The leader of this movement was twenty-two years old and a teacher. Jun-bu told me he did not know him.



* * *



Farmers, fishermen, factory workers, and haenyeo joined the strike, as did policemen, teachers, and post office workers. Businessmen came out of harbor offices, banks, and transportation companies. Shopkeepers shut their doors. The strike was an immediate and overwhelming success, but people very high up labeled it red-influenced. This caused the American military government to side with the hard-liners and the government on the mainland to send members from the Northwest Young Men’s Association to help maintain order.

I went to the bulteok not to work but to trade information. Everyone had something to say, none of it good.

“Most of the men from the Northwest Young Men’s Association escaped from north of the Thirty-eighth Parallel. They’re the worst!” Gi-won seethed.

Sang-mun had also managed to flee from the communist-held territory, so I had an idea of what that experience could do to a man.

“A lot of them are delinquents, thugs, and criminals,” Jang Ki-yeong, my neighbor, said. Then she added another set of three almost like a chant. “They’re fierce, violent, and unforgiving.”

“I heard that too,” Gi-won agreed. “They arrived here with nothing. That’s how quickly they had to leave their homes. Now they’re being told to live off the land. Just you watch. They’re going to be even more ravenous than the Japanese when it comes to stealing our food and other resources.”

But it was Ki-yeong’s daughter, Yun-su, who relayed what had to be the most frightening piece of information. “A friend told me that they’re like rabid dogs when it comes to communism. They hate Jeju, because they think we’re red in our thinking. I’ve heard they’ve labeled it Little Moscow. They call Jeju the island of nightmares.”

A few nervous chuckles erupted, then just as quickly disappeared.

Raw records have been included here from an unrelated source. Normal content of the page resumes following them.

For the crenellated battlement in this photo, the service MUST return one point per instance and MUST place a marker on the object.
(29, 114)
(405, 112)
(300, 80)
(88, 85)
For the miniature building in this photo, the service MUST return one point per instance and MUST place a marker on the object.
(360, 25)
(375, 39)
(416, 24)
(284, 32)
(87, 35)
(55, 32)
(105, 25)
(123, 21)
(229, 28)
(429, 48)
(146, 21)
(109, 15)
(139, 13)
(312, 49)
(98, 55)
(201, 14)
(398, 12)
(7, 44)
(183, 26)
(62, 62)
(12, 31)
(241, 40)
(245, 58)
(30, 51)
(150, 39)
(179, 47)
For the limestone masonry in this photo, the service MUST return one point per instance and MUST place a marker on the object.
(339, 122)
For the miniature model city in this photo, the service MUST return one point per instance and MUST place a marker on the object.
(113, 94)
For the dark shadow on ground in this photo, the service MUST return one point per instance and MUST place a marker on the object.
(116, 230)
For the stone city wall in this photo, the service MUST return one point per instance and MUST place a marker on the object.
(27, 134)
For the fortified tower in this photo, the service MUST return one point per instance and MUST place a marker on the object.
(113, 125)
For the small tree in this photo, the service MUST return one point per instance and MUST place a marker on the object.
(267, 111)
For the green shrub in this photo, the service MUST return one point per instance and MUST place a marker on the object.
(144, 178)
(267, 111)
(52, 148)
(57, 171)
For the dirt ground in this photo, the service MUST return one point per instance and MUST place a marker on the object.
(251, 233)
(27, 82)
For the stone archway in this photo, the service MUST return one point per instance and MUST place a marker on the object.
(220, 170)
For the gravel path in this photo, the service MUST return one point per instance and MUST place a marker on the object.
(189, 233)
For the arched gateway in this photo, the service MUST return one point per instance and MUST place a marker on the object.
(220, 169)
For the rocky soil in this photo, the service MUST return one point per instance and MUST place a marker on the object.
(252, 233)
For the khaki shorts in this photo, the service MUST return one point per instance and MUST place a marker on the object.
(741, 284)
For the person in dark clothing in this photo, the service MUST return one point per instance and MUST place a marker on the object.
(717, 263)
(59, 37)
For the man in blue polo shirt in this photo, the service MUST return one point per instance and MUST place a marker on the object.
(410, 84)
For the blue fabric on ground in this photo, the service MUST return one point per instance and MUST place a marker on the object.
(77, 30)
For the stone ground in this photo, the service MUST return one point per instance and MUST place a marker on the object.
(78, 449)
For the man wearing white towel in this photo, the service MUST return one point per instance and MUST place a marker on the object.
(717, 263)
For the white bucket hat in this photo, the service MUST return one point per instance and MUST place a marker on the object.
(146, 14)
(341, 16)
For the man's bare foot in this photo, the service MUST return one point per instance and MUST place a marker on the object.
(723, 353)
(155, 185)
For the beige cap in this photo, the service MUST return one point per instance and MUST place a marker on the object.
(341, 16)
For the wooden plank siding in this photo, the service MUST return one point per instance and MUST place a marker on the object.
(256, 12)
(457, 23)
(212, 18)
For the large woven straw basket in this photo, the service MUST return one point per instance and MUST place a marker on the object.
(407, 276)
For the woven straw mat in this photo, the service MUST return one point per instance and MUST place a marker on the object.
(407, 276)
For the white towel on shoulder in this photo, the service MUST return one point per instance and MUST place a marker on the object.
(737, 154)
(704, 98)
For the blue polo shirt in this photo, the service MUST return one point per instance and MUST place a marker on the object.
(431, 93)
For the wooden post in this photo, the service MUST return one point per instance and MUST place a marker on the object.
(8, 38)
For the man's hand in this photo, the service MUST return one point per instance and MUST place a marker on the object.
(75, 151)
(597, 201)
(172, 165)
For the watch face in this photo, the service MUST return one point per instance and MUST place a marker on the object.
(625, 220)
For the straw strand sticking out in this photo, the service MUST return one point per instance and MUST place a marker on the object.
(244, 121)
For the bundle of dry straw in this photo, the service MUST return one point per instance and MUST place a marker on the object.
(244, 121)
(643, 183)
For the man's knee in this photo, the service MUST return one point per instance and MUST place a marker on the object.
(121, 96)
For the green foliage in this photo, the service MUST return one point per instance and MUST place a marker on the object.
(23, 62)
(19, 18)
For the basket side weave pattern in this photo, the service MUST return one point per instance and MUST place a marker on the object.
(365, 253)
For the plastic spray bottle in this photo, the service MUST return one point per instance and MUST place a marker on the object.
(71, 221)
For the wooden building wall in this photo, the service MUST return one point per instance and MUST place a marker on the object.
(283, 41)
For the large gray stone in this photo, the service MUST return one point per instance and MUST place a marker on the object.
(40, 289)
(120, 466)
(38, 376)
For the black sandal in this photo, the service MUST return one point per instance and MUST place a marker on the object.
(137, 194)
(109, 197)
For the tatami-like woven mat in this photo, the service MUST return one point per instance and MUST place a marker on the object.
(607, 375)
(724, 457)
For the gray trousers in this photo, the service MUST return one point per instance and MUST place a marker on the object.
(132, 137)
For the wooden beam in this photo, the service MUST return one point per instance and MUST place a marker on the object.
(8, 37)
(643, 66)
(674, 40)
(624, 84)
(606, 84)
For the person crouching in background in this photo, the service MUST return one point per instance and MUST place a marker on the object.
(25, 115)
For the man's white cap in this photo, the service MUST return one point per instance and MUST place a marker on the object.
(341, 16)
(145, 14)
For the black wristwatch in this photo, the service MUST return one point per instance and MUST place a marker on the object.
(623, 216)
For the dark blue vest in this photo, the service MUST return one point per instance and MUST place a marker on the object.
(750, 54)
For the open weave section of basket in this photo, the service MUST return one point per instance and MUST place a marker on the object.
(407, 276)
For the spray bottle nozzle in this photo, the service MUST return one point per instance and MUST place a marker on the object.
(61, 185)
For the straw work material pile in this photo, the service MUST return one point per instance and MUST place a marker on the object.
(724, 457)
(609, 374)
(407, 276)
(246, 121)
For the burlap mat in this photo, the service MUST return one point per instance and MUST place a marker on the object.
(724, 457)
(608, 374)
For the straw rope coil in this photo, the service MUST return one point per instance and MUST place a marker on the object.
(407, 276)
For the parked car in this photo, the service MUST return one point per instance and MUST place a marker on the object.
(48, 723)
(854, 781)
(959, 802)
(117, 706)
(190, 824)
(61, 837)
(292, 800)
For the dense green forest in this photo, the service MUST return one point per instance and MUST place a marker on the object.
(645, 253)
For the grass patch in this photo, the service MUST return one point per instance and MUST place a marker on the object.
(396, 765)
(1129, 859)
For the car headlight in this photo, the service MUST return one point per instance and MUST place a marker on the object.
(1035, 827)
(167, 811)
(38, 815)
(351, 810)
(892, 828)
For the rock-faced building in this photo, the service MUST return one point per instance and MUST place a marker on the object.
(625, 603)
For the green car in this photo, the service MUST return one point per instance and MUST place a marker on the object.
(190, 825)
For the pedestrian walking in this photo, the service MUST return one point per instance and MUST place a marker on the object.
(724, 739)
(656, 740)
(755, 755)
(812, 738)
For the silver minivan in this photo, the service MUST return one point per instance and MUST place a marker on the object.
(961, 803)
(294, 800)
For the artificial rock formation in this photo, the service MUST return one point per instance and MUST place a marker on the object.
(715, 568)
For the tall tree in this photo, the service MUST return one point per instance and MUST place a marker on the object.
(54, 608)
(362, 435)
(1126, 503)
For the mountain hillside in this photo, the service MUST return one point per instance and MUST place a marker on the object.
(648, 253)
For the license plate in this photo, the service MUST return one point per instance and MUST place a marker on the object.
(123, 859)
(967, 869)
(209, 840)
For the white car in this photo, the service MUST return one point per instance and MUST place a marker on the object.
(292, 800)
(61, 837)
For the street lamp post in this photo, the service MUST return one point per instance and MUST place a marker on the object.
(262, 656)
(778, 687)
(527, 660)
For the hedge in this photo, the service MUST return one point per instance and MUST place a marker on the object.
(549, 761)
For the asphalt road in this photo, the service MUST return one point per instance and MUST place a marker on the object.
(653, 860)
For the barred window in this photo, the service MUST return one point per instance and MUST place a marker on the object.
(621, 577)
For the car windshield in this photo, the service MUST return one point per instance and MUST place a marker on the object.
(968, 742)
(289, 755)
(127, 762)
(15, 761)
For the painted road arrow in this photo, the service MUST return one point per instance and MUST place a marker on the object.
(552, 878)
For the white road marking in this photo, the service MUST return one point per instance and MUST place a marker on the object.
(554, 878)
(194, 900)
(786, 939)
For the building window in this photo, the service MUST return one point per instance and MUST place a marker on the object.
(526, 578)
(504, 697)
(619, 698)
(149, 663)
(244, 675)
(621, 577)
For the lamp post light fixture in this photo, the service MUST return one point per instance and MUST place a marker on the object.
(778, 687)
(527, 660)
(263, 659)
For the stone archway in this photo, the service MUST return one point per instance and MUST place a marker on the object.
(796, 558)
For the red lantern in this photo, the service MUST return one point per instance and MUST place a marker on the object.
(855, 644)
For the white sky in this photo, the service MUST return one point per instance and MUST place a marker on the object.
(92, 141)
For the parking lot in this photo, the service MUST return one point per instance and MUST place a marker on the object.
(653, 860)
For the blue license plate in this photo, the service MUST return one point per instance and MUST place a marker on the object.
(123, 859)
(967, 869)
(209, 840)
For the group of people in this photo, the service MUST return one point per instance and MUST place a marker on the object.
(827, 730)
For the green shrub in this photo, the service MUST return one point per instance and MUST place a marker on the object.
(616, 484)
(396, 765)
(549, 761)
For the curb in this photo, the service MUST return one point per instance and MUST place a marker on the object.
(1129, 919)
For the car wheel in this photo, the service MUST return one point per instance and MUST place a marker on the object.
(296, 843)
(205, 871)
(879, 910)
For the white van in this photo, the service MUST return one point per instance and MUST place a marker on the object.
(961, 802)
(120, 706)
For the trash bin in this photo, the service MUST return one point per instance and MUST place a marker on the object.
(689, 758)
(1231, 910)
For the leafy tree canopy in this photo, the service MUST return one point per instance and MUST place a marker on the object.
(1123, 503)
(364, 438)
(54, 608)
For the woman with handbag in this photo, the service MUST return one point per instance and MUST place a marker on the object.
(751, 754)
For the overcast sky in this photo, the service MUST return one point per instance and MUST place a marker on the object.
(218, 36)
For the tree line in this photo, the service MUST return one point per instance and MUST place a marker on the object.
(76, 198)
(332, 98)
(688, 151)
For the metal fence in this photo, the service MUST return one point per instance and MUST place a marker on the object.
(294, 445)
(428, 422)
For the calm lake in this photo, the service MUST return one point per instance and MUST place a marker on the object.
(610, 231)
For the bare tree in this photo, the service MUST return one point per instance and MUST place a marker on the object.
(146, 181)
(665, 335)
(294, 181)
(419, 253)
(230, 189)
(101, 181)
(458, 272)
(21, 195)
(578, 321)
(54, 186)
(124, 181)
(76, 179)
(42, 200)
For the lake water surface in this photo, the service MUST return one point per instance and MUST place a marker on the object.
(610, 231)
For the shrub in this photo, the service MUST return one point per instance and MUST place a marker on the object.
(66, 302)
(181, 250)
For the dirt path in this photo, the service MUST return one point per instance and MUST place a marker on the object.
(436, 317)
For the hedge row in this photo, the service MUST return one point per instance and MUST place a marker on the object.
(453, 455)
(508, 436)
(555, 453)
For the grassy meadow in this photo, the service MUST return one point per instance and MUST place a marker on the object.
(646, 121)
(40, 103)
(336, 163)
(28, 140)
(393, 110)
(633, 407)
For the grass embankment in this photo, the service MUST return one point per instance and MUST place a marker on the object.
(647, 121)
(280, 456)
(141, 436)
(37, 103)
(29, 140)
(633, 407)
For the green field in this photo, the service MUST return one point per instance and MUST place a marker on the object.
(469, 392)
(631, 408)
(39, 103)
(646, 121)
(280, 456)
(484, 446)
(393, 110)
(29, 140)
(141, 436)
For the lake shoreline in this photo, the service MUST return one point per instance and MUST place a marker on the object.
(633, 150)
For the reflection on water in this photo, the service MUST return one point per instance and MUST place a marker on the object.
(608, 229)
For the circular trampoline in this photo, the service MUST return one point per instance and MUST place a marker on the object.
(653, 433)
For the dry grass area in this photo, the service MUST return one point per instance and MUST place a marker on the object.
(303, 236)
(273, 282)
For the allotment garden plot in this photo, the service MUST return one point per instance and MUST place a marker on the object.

A grandmother-diver, who’d been quiet up to now, spoke. “My daughter married out to a village on the other side of the island. Over there, they have a saying about these new men. Even a baby stops crying when it hears the words Northwest Young Men’s Association.”

It was a warm day, with the sun shining down on us in the bulteok, but a chill went through me, and it seemed to hit the others as well.

She went on in a low voice, and I sensed all of us leaning in to hear her. “My daughter says that the people in her husband’s village call those men the shadow of a nightmare.” She tipped her head in Gi-won’s direction. “Our chief says those men will steal our food and other resources. Think about what that might mean. People are already learning the answer on the other side of the island. What’s our most valuable resource? Our daughters. Those of you who have them should quickly arrange marriages. In my daughter’s village, girls are being married out as young as thirteen.”

This news produced some gasps.

“We didn’t even do that when the Japanese were here,” Gi-won said.

The grandmother-diver gave our chief a steely gaze. “This is difficult. Tradition says that Korean men won’t rape a married woman, but what if that’s wrong? What if—”

A deep silence fell over us as we considered what could happen to us or the unmarried girls in our families.

That evening when Jun-bu came home, I told him about the gossip from the bulteok. He didn’t try to dismiss any of it. Instead, he said, “I’ve heard some of this too.”